Tue, 02/21/2012 - 10:06am
KRYSTAL GABERT, Editor, Food Manufacturing

By KRYSTAL GABERT, Editor, Food Manufacturing

Krystal GabertAt a time when many businesses — especially those in the manufacturing sector — are hurting, facing employee layoffs and severe cutbacks, companies in the food industry are faring better. As 2010 data is released, it paints a picture of a fairly resilient industry, one not as vulnerable to the whims of consumers or the general state of the economy. An article from Bloomberg News ranks food as one of the strongest industry segments contributing to the steady (if slow) recovery of the U.S. economy.

But despite the overall health of the industry, a December survey of executives from major food companies suggests that change is afoot. The survey — conducted by Deloitte, a professional services organization — reveals that customer brand loyalty may be eroding. Deloitte reports that “about nine in 10 respondents agree that consumers are more open to trying store brands than they were two years ago.” While it’s easy to chalk up this brand shift to a shaky economy, manufacturers and retailers aren’t so sure. The report shows that only “two in 10 respondents from consumer product companies agree that consumers will shift back to national brands when the economy improves.”

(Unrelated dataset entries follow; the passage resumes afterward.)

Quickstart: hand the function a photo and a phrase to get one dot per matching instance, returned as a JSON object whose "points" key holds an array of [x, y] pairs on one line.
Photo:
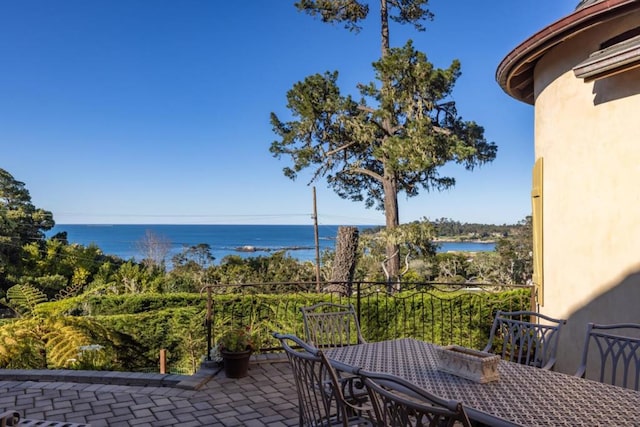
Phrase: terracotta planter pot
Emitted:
{"points": [[236, 365]]}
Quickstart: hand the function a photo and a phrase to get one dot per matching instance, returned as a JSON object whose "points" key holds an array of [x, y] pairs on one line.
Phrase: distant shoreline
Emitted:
{"points": [[450, 240]]}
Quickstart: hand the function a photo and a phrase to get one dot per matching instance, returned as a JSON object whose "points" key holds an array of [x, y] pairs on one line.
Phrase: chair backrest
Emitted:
{"points": [[611, 354], [519, 338], [320, 398], [329, 325], [397, 402]]}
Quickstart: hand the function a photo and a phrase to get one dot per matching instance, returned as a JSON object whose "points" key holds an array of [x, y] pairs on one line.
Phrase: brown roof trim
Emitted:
{"points": [[515, 72]]}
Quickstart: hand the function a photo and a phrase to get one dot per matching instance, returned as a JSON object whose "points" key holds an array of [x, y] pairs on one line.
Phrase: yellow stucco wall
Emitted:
{"points": [[589, 137]]}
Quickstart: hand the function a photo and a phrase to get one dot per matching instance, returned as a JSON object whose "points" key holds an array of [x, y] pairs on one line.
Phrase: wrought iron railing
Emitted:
{"points": [[442, 313]]}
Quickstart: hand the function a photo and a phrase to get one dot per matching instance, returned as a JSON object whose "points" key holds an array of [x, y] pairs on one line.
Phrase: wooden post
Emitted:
{"points": [[163, 361]]}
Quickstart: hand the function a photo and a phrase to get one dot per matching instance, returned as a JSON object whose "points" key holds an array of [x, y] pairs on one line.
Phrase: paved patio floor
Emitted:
{"points": [[267, 397]]}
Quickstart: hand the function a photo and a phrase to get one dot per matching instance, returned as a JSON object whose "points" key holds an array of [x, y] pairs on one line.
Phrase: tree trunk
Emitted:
{"points": [[392, 262], [344, 264]]}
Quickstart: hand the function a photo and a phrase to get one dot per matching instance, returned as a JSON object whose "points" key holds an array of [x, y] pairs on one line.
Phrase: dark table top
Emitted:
{"points": [[523, 396]]}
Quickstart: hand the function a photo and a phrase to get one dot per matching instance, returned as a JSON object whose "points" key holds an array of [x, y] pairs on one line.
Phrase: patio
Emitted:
{"points": [[267, 397]]}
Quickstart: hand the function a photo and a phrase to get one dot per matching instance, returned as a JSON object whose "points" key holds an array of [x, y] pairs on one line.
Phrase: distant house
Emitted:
{"points": [[582, 75]]}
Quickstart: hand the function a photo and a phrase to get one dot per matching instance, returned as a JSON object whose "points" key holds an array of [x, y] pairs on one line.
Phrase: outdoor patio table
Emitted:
{"points": [[523, 396]]}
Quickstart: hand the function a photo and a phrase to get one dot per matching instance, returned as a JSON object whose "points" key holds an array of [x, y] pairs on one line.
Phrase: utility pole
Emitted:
{"points": [[315, 232]]}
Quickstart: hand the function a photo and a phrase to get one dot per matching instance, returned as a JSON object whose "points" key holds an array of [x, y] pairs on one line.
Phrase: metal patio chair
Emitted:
{"points": [[400, 403], [321, 400], [615, 354], [519, 339], [330, 325]]}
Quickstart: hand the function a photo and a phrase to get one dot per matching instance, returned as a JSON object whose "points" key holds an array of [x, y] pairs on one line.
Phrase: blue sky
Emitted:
{"points": [[157, 111]]}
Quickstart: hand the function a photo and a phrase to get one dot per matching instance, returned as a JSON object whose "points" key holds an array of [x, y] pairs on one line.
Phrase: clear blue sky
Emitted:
{"points": [[157, 111]]}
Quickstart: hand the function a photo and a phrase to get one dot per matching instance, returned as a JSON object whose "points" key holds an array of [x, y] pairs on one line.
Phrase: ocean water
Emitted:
{"points": [[298, 240]]}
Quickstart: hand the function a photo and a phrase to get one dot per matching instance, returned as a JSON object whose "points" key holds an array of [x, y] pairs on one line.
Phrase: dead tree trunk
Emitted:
{"points": [[344, 264]]}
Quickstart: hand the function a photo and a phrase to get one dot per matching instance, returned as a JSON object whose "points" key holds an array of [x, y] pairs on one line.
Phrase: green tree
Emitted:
{"points": [[20, 223], [516, 254], [396, 137]]}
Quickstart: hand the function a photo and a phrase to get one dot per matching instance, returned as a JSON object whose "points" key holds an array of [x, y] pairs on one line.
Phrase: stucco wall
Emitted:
{"points": [[589, 137]]}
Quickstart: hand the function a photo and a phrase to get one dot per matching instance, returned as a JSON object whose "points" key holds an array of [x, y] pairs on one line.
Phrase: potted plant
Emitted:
{"points": [[236, 346]]}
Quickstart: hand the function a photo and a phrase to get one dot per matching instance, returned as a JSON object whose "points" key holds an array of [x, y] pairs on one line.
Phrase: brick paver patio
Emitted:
{"points": [[267, 397]]}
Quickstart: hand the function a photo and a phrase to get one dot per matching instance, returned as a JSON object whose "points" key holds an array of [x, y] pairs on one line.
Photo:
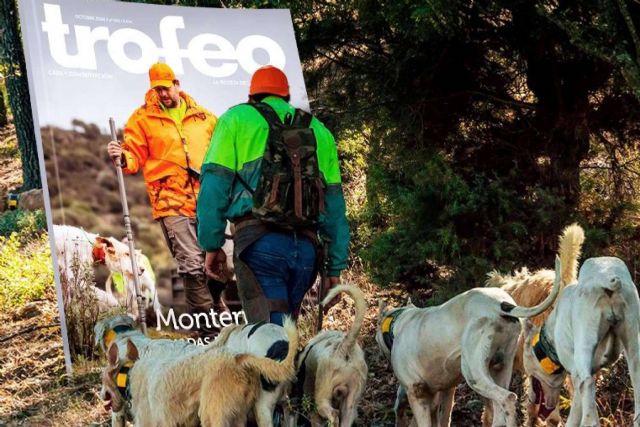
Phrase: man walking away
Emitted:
{"points": [[273, 171]]}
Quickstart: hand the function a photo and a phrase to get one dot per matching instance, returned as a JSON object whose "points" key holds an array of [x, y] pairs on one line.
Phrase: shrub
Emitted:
{"points": [[80, 308], [25, 270], [28, 224]]}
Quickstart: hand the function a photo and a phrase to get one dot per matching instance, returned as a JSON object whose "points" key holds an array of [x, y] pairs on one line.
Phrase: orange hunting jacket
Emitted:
{"points": [[154, 143]]}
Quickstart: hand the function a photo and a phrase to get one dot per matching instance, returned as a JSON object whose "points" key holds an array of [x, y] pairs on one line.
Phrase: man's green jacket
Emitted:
{"points": [[237, 147]]}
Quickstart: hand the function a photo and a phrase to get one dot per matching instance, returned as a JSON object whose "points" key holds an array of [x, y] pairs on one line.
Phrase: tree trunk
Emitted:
{"points": [[16, 82], [4, 120]]}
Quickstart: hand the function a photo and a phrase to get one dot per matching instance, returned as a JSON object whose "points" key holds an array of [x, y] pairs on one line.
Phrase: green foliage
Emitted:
{"points": [[26, 223], [25, 270]]}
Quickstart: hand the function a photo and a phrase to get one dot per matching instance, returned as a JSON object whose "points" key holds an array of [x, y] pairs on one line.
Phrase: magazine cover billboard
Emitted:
{"points": [[89, 61]]}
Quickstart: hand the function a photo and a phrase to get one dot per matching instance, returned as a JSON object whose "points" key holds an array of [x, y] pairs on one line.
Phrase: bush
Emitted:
{"points": [[25, 270], [28, 224], [80, 308]]}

Take, for example, a company like Lakeside Foods, which has found great success in the private label business, forgoing its own brand altogether and making food products packaged as store brands for major retailers across the country. But for established companies with branded products already on shelves, there is still room in the private-label game.

As I have traveled the country visiting food-processing facilities and speaking with you, I’ve begun to notice a trend. Most of the midsized processing facilities I visit produce a combination of branded and private-label products. In many cases, the products produced for private-label customers are similar to the ones being produced as branded products, thus requiring only minor adjustments in the processing line.

Processing in such a way can offer security and stability to manufacturers as consumers’ attitudes about store-brand products continue to evolve. If demand for store brands rises, taking market share from commercially branded products, a processor with a foot in each business would remain steady. By offering both branded and private-label products, a food-manufacturing company can cover the field of choices for a specific product, giving consumers options without the risk of losing them in the process.

The Deloitte report notes that “only one in five respondents agree that consumers believe store brands are manufactured by traditional national brands.” If this industry perception of consumer knowledge about store brands is correct, private label business has nowhere to go but up. Already buying store brands in record numbers, consumers are likely beginning to realize that the quality of the products is similar to the branded products they are used to purchasing.

Consumers will always have their pet brands and favorite treats, but as they embrace their ability to choose alternative (and less expensive) options, manufacturers will be there to meet such demand. Or it will be met by someone else.